On All Saints’ Sunday, November 6, I was sitting in a pew at a church in Minneapolis singing “For all the saints who from their labors rest” when I was overwhelmed with powerful memories of my father, who died in 1998. For the first 18 years of my life he and the rest of my family worshiped together Sunday after Sunday. But now he is a part of the family of God that is in heaven. Nobody called him a saint while he lived – or a great sinner either, for that matter – but he was on my mind that All Saints’ Sunday.
As I looked down the pew there were my wife, my daughter, and my sister beside me, while the boys in the family were elsewhere, one at Eidsvold in Halma and the other on business in Kansas City. And I felt again that powerful sense of family that I first experienced as the eldest of five children who filled an entire pew on Sunday morning. It is one of the great joys of my life to worship together with my family. Even though I know that as one of the ordained, my proper place is in the pulpit on Sunday morning, I still feel get a special feeling when I am in the pew with my family. Maybe because it is a rare event it is all the more special for me.
A frail elderly woman came to sit on the outside end of the pew in front of us. Right behind her came an usher with a cushion for the pew bench and another cushion for the pew back. She sat when the rest of us stood to sing, and the pastor came down to her pew to give her communion. I have no idea who this woman is, but I was touched by the extra care and consideration that was extended to her by the regulars in the congregation. They clearly know her well. Then I started to think that she, too, is a part of the family, the family of God, that is. She is precious in his sight, frail as she is.
A mother, daughter, and two grandchildren came to sit two pews ahead of us. The granddaughter was about 6 or 7 and settled in. You could tell she worshipped here often. But the grandson, who was maybe 2 years old, kept his mother and grandmother busy through most of the service. It started with the organ prelude when he stood in the pew, looked back at the balcony where the organ is, pointed, and said in his loudest voice “Papa! Papa!” I thought his father was in the choir, but my wife, who remembers people so much better than I, said “no, his grandfather is the organist.” The little boy repeated this several times and was as full of action as a two year old boy should be, until he fell asleep toward the end the service. I watched this rambunctious child and his family struggle to keep up with him, and I thought that he, too, is a part of the family, the family of God, that is, and belongs right here with all his uninhibited behavior as much I do. He is precious in God’s sight, young as he is.

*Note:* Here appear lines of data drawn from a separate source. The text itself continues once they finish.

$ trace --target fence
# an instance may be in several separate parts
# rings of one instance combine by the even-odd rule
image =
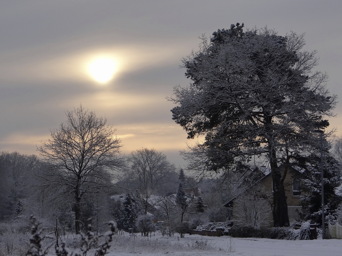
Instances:
[[[329,224],[329,233],[332,238],[342,238],[342,226],[337,222],[334,225]]]
[[[223,236],[222,228],[216,228],[215,230],[190,230],[189,234],[199,234],[201,236],[208,236],[208,237],[221,237]]]

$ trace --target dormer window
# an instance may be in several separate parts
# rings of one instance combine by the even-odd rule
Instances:
[[[292,183],[292,196],[299,196],[302,194],[301,182],[299,180],[295,180]]]

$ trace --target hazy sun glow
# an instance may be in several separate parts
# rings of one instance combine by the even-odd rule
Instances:
[[[104,83],[113,78],[116,68],[116,63],[113,59],[101,58],[92,61],[89,65],[88,70],[95,80]]]

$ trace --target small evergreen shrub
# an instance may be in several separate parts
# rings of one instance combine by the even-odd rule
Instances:
[[[302,224],[299,229],[291,229],[287,238],[288,240],[311,240],[313,239],[310,232],[310,222],[308,221]]]

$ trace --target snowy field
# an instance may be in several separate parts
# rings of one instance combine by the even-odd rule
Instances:
[[[152,236],[153,241],[169,241],[177,244],[178,237]],[[192,243],[196,240],[208,240],[208,244],[213,248],[208,251],[192,250]],[[342,240],[288,241],[263,238],[230,238],[224,236],[220,237],[202,236],[199,235],[187,235],[184,238],[179,238],[179,244],[184,244],[184,250],[163,250],[158,251],[136,251],[132,248],[125,250],[122,247],[116,248],[107,254],[108,256],[132,256],[133,255],[157,255],[166,254],[172,256],[340,256],[342,255]],[[190,249],[190,250],[189,250]],[[230,250],[229,250],[230,249]],[[229,251],[232,251],[229,252]]]

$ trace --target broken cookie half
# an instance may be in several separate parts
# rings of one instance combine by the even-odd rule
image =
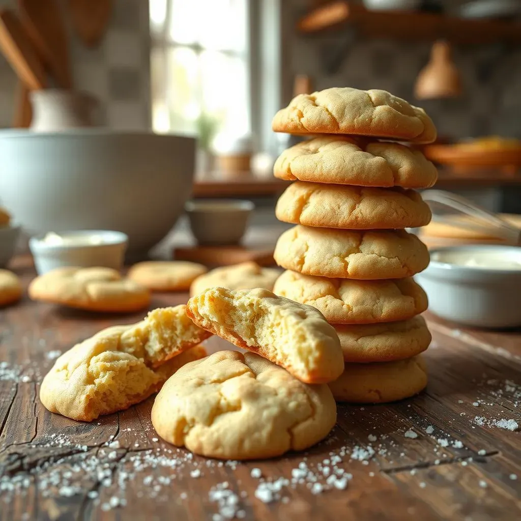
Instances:
[[[141,322],[108,328],[74,346],[44,378],[44,406],[89,421],[148,398],[179,367],[206,355],[198,344],[211,333],[185,309],[159,308]]]
[[[267,290],[212,288],[190,299],[187,314],[200,327],[306,383],[333,381],[343,370],[338,335],[324,315]]]
[[[252,353],[219,351],[187,364],[156,398],[152,419],[166,441],[210,457],[251,460],[303,450],[328,435],[336,404]]]

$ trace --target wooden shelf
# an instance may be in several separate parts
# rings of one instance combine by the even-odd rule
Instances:
[[[521,42],[515,21],[454,18],[415,11],[369,11],[350,2],[333,2],[311,10],[297,24],[301,32],[316,33],[351,27],[366,36],[457,43]]]
[[[195,197],[272,197],[282,193],[289,184],[274,177],[259,178],[247,173],[234,177],[218,174],[196,180],[192,194]]]

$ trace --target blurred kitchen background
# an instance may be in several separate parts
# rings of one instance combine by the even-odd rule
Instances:
[[[270,122],[295,93],[388,90],[426,110],[438,144],[521,138],[516,0],[96,1],[93,11],[105,4],[100,16],[108,14],[90,45],[70,12],[89,3],[58,3],[75,86],[98,101],[96,124],[197,135],[194,196],[253,201],[253,225],[284,228],[274,208],[287,185],[271,168],[292,138],[272,132]],[[0,0],[2,7],[17,5]],[[14,125],[17,85],[0,56],[0,127]],[[437,188],[521,213],[517,153],[505,164],[440,159]]]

In Mark 3:31 it says that Jesus was teaching in a crowded house when his mother and his brothers (or cousins, depending on your translation) were outside asking for him. Jesus replied, “Who are my mother and my brothers?” And then he looked around at the people listening to him and said, “Here are my mother and my brothers. Whoever does the will of God is my brother, and sister, and mother.” In this passage Jesus is not denigrating his relationship with his relatives nor is he abrogating the fourth commandment, “Honor your father and your mother…..” But he is pointing to the reality of a great family of God that is more important than any ties of blood, clan, race, or nationality.
This last Thanksgiving we heard in the media a great deal about how Thanksgiving is a time for family. We will hear it all again at Christmas. Gather in the clan! But Christmas, which centers on the Holy Family, is about looking beyond relatives and friends to all the children of God (John 1:12)
Earlier this fall there was a letter to the advice columnist in the newspaper from a woman complaining that her nieces were bringing their boyfriends to Thanksgiving dinner. They’re not family yet, she complained. Thanksgiving week the columnists printed several responses she received to that letter, and one of the best was this. A woman wrote that everyone is welcome at her Thanksgiving table. And then she said that one year she sent her husband out for more milk on Thanksgiving morning and he came back with a carton of milk and four young soldiers he met at the convenience store who were buying hot dogs because they were far from their relatives for the holiday. The woman said it was the best Thanksgiving dinner they ever had, even though she had to stretch the food a bit.
Isn’t that in the spirit of Christ and his family?